Noyer les médias sous les reproches est un sport répandu.  Les politiciens le pratiquent tout autant que les athlètes ou les auteurs.  C'est aux médias qu'on impute les carnages qui ébranlent la vie collective, tout comme, sur un ton à peine plus modéré, on leur reproche la disparition des valeurs ou les carences de l'école.  Le problème, c'est qu'à répandre une critique sans nuance contre les médias, on en arrive à tout banaliser et à ne plus souligner les torts les plus réels.

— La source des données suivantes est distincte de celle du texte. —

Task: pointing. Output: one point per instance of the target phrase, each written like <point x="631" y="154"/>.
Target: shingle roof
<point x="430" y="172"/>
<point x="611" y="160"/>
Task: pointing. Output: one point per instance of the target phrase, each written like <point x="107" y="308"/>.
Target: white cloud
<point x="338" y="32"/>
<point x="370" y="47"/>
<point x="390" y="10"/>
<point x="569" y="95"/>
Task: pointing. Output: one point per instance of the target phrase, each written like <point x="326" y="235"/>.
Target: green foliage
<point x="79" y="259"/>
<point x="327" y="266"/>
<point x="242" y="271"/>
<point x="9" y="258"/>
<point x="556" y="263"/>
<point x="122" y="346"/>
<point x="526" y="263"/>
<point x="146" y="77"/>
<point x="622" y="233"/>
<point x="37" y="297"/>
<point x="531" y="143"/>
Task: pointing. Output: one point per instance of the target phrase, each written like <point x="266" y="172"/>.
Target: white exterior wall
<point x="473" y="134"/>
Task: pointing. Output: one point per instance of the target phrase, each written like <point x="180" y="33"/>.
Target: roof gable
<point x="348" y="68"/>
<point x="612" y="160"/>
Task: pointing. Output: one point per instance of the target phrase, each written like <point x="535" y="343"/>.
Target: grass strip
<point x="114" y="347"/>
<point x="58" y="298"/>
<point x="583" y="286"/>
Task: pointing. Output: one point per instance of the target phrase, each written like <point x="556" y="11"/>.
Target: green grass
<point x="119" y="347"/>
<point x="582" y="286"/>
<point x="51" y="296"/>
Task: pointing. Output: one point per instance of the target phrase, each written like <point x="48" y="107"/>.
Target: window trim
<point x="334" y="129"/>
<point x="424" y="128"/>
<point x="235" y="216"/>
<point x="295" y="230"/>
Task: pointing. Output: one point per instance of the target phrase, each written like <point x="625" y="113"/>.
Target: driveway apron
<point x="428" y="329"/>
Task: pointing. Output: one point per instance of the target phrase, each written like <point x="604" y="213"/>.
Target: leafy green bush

Car les médias méritent en certains cas les critiques les plus acerbes.  Ce qu'on a pu voir et lire en deux tranches il y a quelques jours dans Le Journal de Québec constitue, à titre d'exemple, un cas particulièrement flagrant d'irresponsabilité professionnelle et de myopie sociale.  Le premier jour, le récit a occupé la première page de ce journal à grand tirage, en plus d'un espace névralgique sitôt cette page tournée.  On racontait qu'un père de famille, furieux en apprenant que son fils avait été agressé sexuellement, s'est rué chez l'agresseur quelques minutes avant que les policiers ne viennent cueillir l'individu et s'est fait plaisir en le rouant de coups.  Le journal citait longuement les propos vengeurs du père et décrivait les diverses facettes de l'assaut : les coups, les bottes à bout d'acier qui ont rendu la râclée sanglante, la démolition du visage, tout y passait.  Et le journal donnait encore la parole au père pour lui permettre de lancer son défi à la société : ce monsieur avait hâte de comparer la peine que lui vaudrait sa violence à la sanction, qu'il prédisait bénigne, dont écoperait l'abuseur sexuel.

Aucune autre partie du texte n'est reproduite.